КОЛИВАННЯ ІМПУЛЬСНО НАВАНТАЖЕНОГО ОСЦИЛЯТОРА ЗІ СТЕПЕНЕВИМ ПОЗИЦІЙНИМ ТЕРТЯМ

Abstract

Nonstationary oscillations of the oscillator with nonlinear positional friction caused by an instantaneous force pulse are described. The power dependence of the positional friction force on the displacement of the system, which generalizes the known models, is accepted. The corresponding dynamics problems were solved precisely by the method of adding and approximated by the method of energy balance. In the study, using periodic Ateb-functions, an exact analytical solution of the nonlinear differential equation of motion was constructed. Compact formulas for calculating oscillation ranges and half-cycle durations are derived. It is shown that the decrease in the amplitude of oscillations, as well as under the action of the force of linear viscous resistance, follows the law of geometric progression.
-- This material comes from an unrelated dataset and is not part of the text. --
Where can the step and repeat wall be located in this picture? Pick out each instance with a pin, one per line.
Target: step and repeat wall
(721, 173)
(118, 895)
The denominator of the progression is less than one and depends on the positional friction constants, in particular on the nonlinearity index. Thus, we have not only a decrease in the amplitude of oscillations, but also an increase in the durations of half-cycles, which is characteristic of nonlinear systems with a rigid force characteristic. Approximate displacement calculations use Pade-type approximations for periodic Ateb-functions. The error of these approximations is less than one percent. From the obtained analytical relations, as separate cases, the known dependences covered in the theory of oscillations for linear positional friction follow. It is shown that even in the case of nonlinear positional friction the process of oscillations caused by an instantaneous momentum has many oscillations and is not limited in time. In the case of power positional friction, the oscillation ranges of the pulse-loaded oscillator can be calculated by elementary formulas. The calculation of displacements in time is associated with the use of periodic Ateb-functions, the values of which are not difficult to determine by known asymptotic formulas. Calculations confirm that the obtained approximate formula does not give large errors. In order to verify the adequacy of the obtained analytical solutions, numerical computer integration of the original nonlinear differential equation of motion was performed. The results of the calculation, which lead to analytical and numerical solutions of the Cauchy problem, are well matched.